His parents moved to Vancouver when Gary was 10. During his active teenage years in the city’s Kitsilano area, he played sports and set his mind to becoming a doctor. A family friend steered him toward obstetrics and gynecology.

He was already well-established when the 30-year old doctor had a fateful blind date with Sheila Balshine, a 22-year old architectural designer. Bantering back and forth all evening, the two fell hard for each other. Two and a half months later, on his 31st birthday, Dr. Romalis proposed. They were married Feb. 3, 1969. “There’s a Yiddish word: b’shert,” Ms. Romalis says. “It was meant to be.”

The couple spent two of their early married years in Israel. Their first child, Lisa, was born there.

They returned to Vancouver in 1972, mostly because they missed their close-knit families. Daughters Tara and Dana soon followed.

Dr. Romalis joined a thriving Vancouver practice as the youngest partner of three other obstetrics and gynecology physicians, remaining there for more than 20 years, until the shooting.

He particularly relished his obstetrics duties. “Gary just loved holding newborns and [seeing] the looks on the parents’ faces,” Ms. Romalis says. “He could hold infants, calm them. He had a way with them.”
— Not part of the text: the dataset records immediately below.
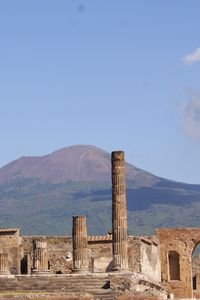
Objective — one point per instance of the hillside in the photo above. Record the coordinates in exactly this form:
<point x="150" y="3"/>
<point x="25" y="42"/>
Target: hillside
<point x="75" y="163"/>
<point x="41" y="194"/>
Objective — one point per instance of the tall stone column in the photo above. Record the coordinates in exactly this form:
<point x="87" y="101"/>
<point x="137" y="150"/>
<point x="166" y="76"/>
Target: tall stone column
<point x="4" y="268"/>
<point x="80" y="245"/>
<point x="119" y="213"/>
<point x="40" y="256"/>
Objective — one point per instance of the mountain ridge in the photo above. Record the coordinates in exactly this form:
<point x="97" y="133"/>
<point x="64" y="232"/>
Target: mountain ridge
<point x="75" y="163"/>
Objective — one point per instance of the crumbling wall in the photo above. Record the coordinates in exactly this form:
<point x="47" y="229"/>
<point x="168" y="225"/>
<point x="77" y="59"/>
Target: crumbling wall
<point x="181" y="241"/>
<point x="144" y="258"/>
<point x="59" y="253"/>
<point x="10" y="243"/>
<point x="150" y="260"/>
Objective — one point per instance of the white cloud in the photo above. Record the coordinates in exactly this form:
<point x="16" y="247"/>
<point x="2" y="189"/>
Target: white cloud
<point x="191" y="116"/>
<point x="192" y="57"/>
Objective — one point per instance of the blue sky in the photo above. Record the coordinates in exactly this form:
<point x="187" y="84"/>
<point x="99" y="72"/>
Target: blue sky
<point x="116" y="74"/>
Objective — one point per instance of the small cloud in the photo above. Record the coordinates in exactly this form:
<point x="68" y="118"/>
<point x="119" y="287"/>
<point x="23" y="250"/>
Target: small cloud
<point x="192" y="57"/>
<point x="191" y="116"/>
<point x="81" y="7"/>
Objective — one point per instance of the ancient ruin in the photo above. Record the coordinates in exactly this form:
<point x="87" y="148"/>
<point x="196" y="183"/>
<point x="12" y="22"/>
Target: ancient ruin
<point x="115" y="264"/>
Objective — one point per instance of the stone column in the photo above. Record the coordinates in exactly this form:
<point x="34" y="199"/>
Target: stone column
<point x="80" y="245"/>
<point x="4" y="268"/>
<point x="40" y="256"/>
<point x="119" y="213"/>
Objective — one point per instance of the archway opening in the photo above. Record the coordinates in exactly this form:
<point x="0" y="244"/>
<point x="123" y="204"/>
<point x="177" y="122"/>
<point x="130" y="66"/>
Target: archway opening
<point x="174" y="265"/>
<point x="196" y="268"/>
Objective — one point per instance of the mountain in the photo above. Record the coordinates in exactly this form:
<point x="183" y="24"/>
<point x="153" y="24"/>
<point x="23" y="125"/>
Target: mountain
<point x="75" y="163"/>
<point x="41" y="194"/>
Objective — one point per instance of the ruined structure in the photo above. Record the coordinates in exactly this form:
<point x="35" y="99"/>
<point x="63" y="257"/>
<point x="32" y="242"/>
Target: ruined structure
<point x="80" y="245"/>
<point x="119" y="213"/>
<point x="159" y="265"/>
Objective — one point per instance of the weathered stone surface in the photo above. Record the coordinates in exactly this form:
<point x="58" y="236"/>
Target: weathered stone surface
<point x="177" y="244"/>
<point x="10" y="243"/>
<point x="40" y="256"/>
<point x="80" y="245"/>
<point x="119" y="212"/>
<point x="4" y="268"/>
As years went by Dr. Romalis worried that the retirement of older, experienced doctors would lead to a shortage of qualified abortionists.

He also felt abortions were being taken for granted. Medical schools did not seem to consider them a priority, perhaps because of the stigma that still clung to the procedure.

Teaching became Dr. Romalis’s new passion. Whenever he travelled, he would search out other abortion providers to see what he could learn from them.

In turn, he inspired students to become proficient in the practice. Rarely did he perform abortions in his later years without several aspiring gynecologists looking on. He was a mentor to hundreds. “It was not to advocate for abortions; it was to ensure there were skilled hands to continue in his place,” Dr. Norman says.

Dr. Romalis leaves his brother, Coleman; wife, Sheila; daughters Lisa, Tara and Dana; and his six grandchildren.